MewYorker · 05/04/2022 17:31

We have recently moved to a new area and MIL and FIL have asked to come and visit us for a day over Easter so they can see our new home. They will bring with them either 2 or 3 of their adult DC who still live at home. DH isn't particularly close to his family and sees them 2-3 times a year, although less with Covid - just for context.
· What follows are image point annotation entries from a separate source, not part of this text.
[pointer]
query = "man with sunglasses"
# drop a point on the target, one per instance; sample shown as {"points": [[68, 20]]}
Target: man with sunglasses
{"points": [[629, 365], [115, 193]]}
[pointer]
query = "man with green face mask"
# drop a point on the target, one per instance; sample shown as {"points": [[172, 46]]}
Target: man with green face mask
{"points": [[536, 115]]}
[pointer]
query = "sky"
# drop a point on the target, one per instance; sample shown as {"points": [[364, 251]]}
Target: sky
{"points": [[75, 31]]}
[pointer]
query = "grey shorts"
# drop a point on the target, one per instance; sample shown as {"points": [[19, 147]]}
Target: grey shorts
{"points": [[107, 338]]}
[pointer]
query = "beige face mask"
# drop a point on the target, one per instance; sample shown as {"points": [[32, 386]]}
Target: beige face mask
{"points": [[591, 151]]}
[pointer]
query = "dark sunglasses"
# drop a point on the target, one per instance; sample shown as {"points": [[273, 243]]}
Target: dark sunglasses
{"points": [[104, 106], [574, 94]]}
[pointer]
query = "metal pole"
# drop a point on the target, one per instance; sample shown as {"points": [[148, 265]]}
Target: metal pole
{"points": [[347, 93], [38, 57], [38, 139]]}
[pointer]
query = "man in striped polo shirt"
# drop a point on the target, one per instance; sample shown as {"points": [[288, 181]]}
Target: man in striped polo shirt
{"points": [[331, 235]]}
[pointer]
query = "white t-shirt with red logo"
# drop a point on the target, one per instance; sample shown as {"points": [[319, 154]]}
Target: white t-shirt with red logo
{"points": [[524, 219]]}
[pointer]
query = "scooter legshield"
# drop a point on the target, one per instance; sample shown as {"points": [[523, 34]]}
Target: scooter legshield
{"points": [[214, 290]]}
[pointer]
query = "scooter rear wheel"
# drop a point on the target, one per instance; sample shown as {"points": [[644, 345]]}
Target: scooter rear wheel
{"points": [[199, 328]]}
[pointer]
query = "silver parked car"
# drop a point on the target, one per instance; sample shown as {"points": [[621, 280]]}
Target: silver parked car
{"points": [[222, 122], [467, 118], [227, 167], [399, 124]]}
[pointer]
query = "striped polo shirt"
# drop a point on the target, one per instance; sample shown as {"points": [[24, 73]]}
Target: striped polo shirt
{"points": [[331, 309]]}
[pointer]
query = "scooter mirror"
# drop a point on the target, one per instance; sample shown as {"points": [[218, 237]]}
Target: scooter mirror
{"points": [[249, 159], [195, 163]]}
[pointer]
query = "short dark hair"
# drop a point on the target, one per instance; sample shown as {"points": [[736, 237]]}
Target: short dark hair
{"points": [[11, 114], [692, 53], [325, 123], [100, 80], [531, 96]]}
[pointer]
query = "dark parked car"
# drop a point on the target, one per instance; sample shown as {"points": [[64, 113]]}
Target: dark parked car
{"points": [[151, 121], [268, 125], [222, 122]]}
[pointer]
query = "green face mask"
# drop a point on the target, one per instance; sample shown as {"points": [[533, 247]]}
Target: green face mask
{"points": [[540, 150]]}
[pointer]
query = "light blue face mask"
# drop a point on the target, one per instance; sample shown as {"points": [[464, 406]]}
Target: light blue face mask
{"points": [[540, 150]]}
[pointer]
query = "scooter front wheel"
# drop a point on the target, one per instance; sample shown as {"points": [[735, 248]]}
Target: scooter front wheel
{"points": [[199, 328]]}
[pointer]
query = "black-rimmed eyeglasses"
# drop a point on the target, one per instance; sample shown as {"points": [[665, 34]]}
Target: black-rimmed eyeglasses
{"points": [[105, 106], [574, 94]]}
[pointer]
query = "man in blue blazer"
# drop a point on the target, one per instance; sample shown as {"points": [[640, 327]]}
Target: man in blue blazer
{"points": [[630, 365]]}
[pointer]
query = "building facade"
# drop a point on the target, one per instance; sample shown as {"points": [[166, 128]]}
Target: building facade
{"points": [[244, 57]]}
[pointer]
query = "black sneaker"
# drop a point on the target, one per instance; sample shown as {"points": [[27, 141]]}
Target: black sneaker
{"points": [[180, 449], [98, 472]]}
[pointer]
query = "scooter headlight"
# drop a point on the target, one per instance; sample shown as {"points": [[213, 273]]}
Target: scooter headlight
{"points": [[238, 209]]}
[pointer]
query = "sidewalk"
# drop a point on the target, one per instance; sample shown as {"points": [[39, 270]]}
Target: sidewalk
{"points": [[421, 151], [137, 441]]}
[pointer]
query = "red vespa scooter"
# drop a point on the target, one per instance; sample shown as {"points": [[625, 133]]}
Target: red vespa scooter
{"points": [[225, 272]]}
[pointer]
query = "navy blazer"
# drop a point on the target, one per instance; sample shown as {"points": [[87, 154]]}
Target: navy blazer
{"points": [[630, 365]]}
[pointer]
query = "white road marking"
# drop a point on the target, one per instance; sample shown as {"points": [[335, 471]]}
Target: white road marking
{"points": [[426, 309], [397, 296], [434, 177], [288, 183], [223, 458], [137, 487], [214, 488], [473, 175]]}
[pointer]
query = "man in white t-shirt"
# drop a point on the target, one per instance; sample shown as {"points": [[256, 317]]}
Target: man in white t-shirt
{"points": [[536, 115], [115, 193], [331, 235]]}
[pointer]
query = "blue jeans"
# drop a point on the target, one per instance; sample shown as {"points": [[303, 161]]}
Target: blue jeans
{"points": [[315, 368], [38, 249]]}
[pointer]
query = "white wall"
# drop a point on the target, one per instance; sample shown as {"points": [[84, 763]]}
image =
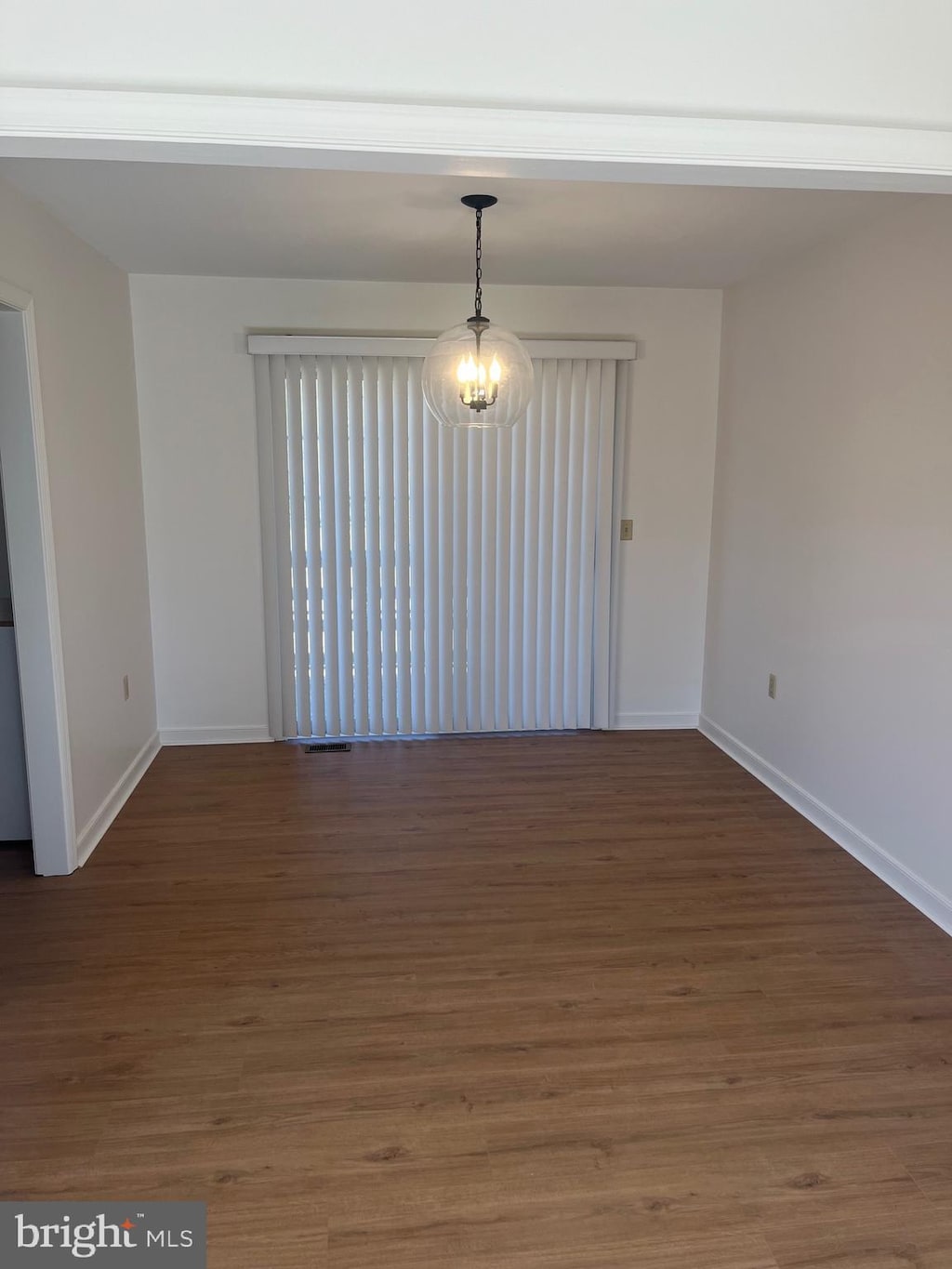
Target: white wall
{"points": [[831, 556], [4, 560], [87, 392], [200, 463], [851, 61]]}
They will be coming an hour and a half to visit us and I have suggested we go out for Sunday lunch. The plan would be to spend an hour or so seeing our new place, having coffee / drinks etc and then walk to the local. After that we would walk around the new village and then back to ours for cup of tea etc. we have a 3yo who would go stir crazy being at home all day and who loves getting out and about so this suggestion would be easier for us than me cooking. They seem happy with the idea, and we went to the local pub for lunch when we last visited them.

In this scenario should DH and I pay the whole bill at the pub or is it okay to split it?

OP posts:
Littlemissprosecco · 05/04/2022 17:34

Your idea, you need to be prepared to pay! They may offer of course…..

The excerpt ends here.